What A.I. Writing Software are:

  • Large Language Models (LLM): Algorithm designed to produce sequences of words in response to an input prompt, based upon hundreds/thousands of human-designed* categories and classifications of words, phrases, sentences, and paragraphs garnered from analyzing large corpora of texts.
  • Probabilistic: They provide output “guesses” at what you want to hear/see from your input prompt, based upon a variety of statistical probabilities (again, gleaned from the aforementioned human-designed categories).
  • Partial / biased: An LLM is only as good as the source text / data that it is trained on, which is typically proprietary information. We have no way of knowing if the model was trained on language structures that incorporate a diverse array of written styles / culturally-indexed voices, or simply the hegemonic imaginary of “standard” American English.
  • Products: Keep in mind that LLMs are designed as services in their own market economy with a wide array of use-cases outside of helping students “cheat.” Be mindful that the hype surrounding them may be generated by people with a vested interest in others’ belief that they are bullet-proof (because such mass public belief will boost investor/consumer confidence, stock prices, etc.).

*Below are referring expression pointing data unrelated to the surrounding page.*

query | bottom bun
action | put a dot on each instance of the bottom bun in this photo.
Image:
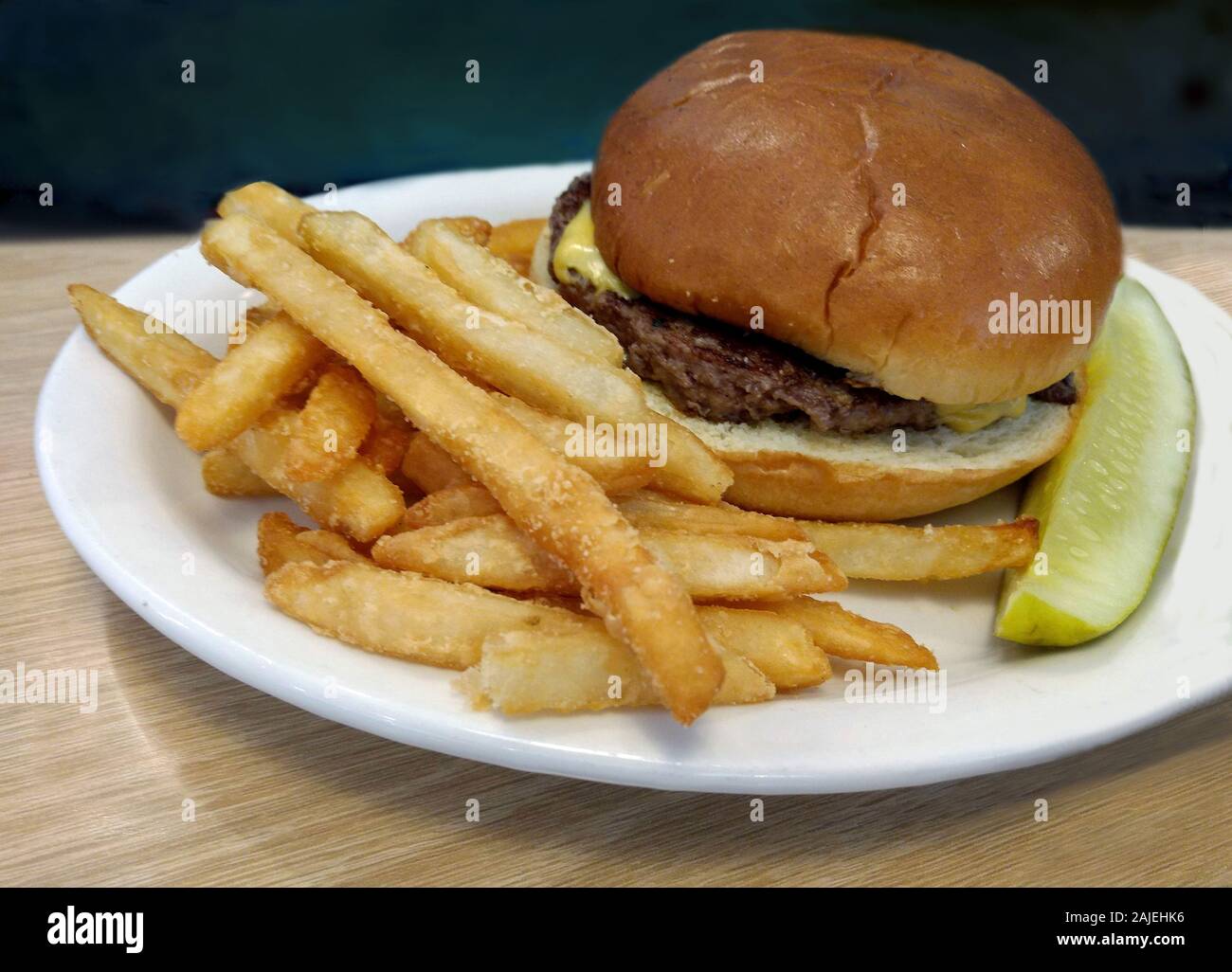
(792, 470)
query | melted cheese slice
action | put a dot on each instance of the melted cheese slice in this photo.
(972, 418)
(577, 251)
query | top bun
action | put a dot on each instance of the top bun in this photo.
(780, 193)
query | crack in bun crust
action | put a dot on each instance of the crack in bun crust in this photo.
(780, 193)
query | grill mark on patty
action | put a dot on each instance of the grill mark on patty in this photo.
(722, 373)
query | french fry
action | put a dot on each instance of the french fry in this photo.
(514, 243)
(387, 442)
(333, 545)
(471, 226)
(405, 615)
(508, 355)
(647, 509)
(892, 552)
(777, 647)
(270, 205)
(562, 508)
(492, 283)
(522, 673)
(278, 544)
(454, 503)
(246, 384)
(280, 541)
(165, 364)
(867, 550)
(491, 550)
(226, 476)
(357, 500)
(615, 473)
(842, 634)
(430, 467)
(333, 425)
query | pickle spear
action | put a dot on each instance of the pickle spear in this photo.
(1108, 501)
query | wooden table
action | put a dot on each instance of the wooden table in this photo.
(283, 797)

What A.I. Writing Software are not:

  • Magic
  • “Intelligent” in exactly the same way that you are
  • Going to take your job (an LLM is not an adaptive teacher)
  • Completely “artificial” and autonomous (i.e. operating without any human input/error)
  • Able to flawlessly execute any writing task that you present it with – see below

* While it is true that some LLMs create classifications from more abstracted, probabilistic models (known colloquially as “neural networks,” based upon “machine learning,” though these terms are not without contest), all of them require some degree of human attention in order to check for reliability, which necessarily alter the way that the neural net / machine learning functions. In other words, even LLMs with categories & classifications based on neural networks & machine learning are not fully “autonomous.” They don’t learn what is “good writing” on their own – humans still have to evaluate whether its output is good or bad, helpful or unhelpful, etc.